De 1889 aux années 1960, environ 120 000 femmes ayant perdu leur nationalité suite à leur mariage ont été réintégrées par décret, le plus souvent en s’associant à la demande de naturalisation de leur époux, ou encore après un divorce, une séparation ou le décès de leur conjoint. La perte automatique de la nationalité par le mariage avec un étranger ayant été abrogée en 1927 (sauf pour des cas particuliers), le nombre de femmes réintégrées a progressivement baissé jusqu’au début des années 1960. Elles demeurent cependant majoritaires parmi les réintégré·es par décret jusqu’en 1967, date à laquelle une partie d’entre elles bénéficient d’une nouvelle procédure simplifiée par déclaration (figure 2). Simultanément, c’est à partir de ce moment que la réintégration par décret entre dans un nouvel âge lié aux décolonisations.
1.3. L’ère postcoloniale de la réintégration
L’Empire colonial français a été marqué par une diversité de statuts et un pluralisme juridique, y compris en matière de droit de la nationalité. Cependant, au moment des décolonisations, les anciens « indigènes » étaient quasiment tous de nationalité française6. L’accès aux indépendances a donc été marqué par des changements massifs de nationalité qui n’ont pas été instantanés, ni forcément définitifs et dont les principaux intéressés n’ont pas toujours eu conscience [5]. De nombreux textes (conventions bilatérales, ordonnances, lois, etc.) ont cherché à organiser des périodes transitoires, trancher les situations particulières et limiter les possibilités de conservation ou d’accès à la nationalité française en les rendant provisoires et conditionnelles. La loi du 28 juillet 1960 permit ainsi aux ressortissant·es des anciens territoires d’Outre-mer (TOM) résidant sur le territoire de la République française (essentiellement dans l’Hexagone donc) de se faire « reconnaître la nationalité française » par déclaration7. Cette possibilité de reconnaissance, et non d’acquisition, de la nationalité française relevait d’une forme de « droit d’option » qui disparut en 1973.

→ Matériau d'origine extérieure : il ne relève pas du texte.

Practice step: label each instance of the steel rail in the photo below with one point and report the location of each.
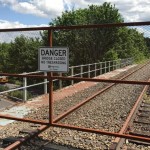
(77, 26)
(117, 142)
(18, 143)
(91, 97)
(101, 132)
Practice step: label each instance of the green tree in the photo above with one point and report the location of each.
(23, 54)
(89, 45)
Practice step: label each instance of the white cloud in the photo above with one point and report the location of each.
(10, 36)
(131, 10)
(41, 8)
(4, 24)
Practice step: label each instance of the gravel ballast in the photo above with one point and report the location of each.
(106, 112)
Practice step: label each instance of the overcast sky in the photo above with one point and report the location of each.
(27, 13)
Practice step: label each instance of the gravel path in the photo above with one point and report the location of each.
(107, 111)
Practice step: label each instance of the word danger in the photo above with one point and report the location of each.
(53, 52)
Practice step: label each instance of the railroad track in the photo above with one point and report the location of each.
(137, 124)
(140, 124)
(61, 118)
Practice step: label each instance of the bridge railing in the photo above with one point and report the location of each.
(86, 70)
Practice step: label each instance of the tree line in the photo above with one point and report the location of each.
(85, 45)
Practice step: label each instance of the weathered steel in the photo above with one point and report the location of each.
(24, 119)
(130, 117)
(127, 136)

Dans le cas de l’Algérie, la possibilité d’opter pour la nationalité française fut aussi mise en place au moment de l’indépendance (1962) : les personnes relevant du droit local en matière de statut personnel (appelées « Français musulmans d’Algérie » jusqu’en 1958) pouvaient faire une demande de « déclaration recognitive », à condition d’élire domicile dans l’Hexagone. Ce sont environ 60 000 personnes (non compris les enfants mineurs ayant bénéficié de « l’effet collectif ») qui ont ainsi conservé la nationalité française après l’indépendance (figure 3). Au 21 mars 1967, les anciens « Français musulmans d’Algérie » n’ayant pas fait cette démarche furent réputés avoir perdu la nationalité française au 1er janvier 1963. À partir de 1967, les Algérien·nes né·es avant l’indépendance et émigré·es dans l’Hexagone purent cependant demander leur « réintégration » par décret. Les demandes de ces personnes, qui ont été françaises jusqu’en 1962, ne relèvent pas de la « naturalisation », ce qui explique la montée en puissance progressive de ce mode d’acquisition de la nationalité française dans les années et décennies suivantes.

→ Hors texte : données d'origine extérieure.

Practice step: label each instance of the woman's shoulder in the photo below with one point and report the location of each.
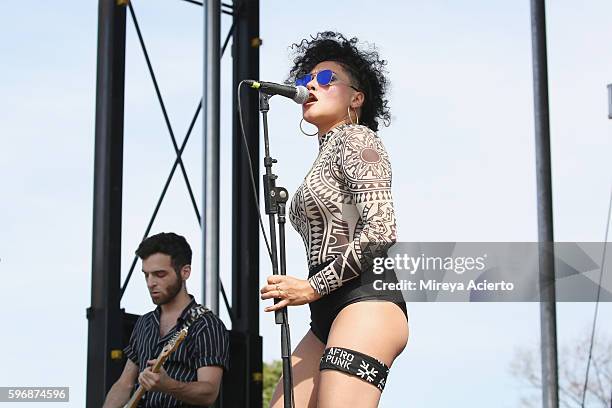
(357, 137)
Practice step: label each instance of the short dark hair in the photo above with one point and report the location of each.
(364, 66)
(167, 243)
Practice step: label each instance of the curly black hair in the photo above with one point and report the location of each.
(365, 67)
(167, 243)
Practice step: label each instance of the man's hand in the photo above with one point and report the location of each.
(154, 381)
(292, 292)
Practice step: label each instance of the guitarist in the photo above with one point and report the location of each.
(191, 375)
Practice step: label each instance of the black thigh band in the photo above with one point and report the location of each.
(369, 369)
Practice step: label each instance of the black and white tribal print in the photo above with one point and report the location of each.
(344, 209)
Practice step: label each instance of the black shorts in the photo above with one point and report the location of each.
(324, 311)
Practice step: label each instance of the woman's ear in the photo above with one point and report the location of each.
(357, 100)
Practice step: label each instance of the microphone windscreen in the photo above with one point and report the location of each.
(301, 94)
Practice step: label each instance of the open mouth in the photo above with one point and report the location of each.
(311, 99)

1.4. Après un pic en 2005, un tarissement progressif
Le cap des 1 000 réintégré·es par an a été franchi en 1975, point de départ d’une progression relativement régulière (figure 2). Aux personnes d’origines vietnamienne et algérienne, les plus représentées parmi les réintégré·es, s’ajoutent, à partir du milieu des années 1990, les personnes originaires des anciens TOM qui jusqu’alors bénéficiaient d’autres procédures (d’où l’augmentation de la part des « autres nationalités » après la réforme législative de 1993, même si elles demeurent très minoritaires, figure 3). La hausse continue jusqu’au pic de 2005, avec plus de 10 000 réintégré·es, dont près de 9 000 Algérien·nes, marque, paradoxalement, les derniers feux d’un âge d’or de la réintégration, à la fois bref et limité.
L’importance prise par la réintégration au cours de la période 1990-2010, au sein même d’une augmentation générale des acquisitions de la nationalité française, est liée à la hausse massive des demandes déposées par des Algérien·nes (figures 2 et 3) au plus fort de la « décennie noire » (la quasi guerre civile qui a marqué l’Algérie des années 1990). Les premiers résultats de l’enquête NATIO2 suggèrent que la réintégration a permis à des Algérien·nes n’ayant pas accès au statut de réfugiés statutaires (convention de Genève de 1951) de s’installer durablement en France. Depuis une dizaine d’années, la population éligible à la réintégration s’amenuise progressivement, du fait notamment de la diminution du nombre de personnes nées avant les indépendances avec le statut de « colonisé·es8 » : le nombre annuel de réintégré·es a été divisé par dix depuis le début des années 2000. En 2020, moins de 800 personnes ont ainsi recouvré la nationalité française, qu’elles soient ou non nées dans l’ancien Empire colonial. L’ère postcoloniale des réintégrations dans la nationalité française touche à sa fin, mais les controverses politiques et les évolutions du droit relatives à la nationalité continuent d’être marquées par le poids de l’histoire coloniale [6].
Appendix A Références
-
[1] Lepoutre J. 2020. Nationalité et souveraineté. Dalloz, « Nouvelle Bibliothèque de Thèses ».
-
[2] Weil P. 2005 (2002). Qu’est-ce qu’un Français ? Histoire de la nationalité française depuis la Révolution française. Gallimard.
-
[3] Spire A., Thave S. 1999. Les acquisitions de nationalité française depuis 1945. Insee Synthèses, 30, 35-54.
-
[4] Masure F. 2014. Qu’est-ce que devenir Français ? Approche anthropologique de la nationalité. Presses universitaires du Mirail.
-
[5] Benfoughal T. 2016. Brahim Benfoughal, né « sujet français ». Ethnologie française, 46, 459-470.
-
[6] Calvo S., Drevet J., Johnstone E. 2021. Combien pèse l’histoire coloniale dans le droit de la nationalité ? Délibérée, 14, 28-36.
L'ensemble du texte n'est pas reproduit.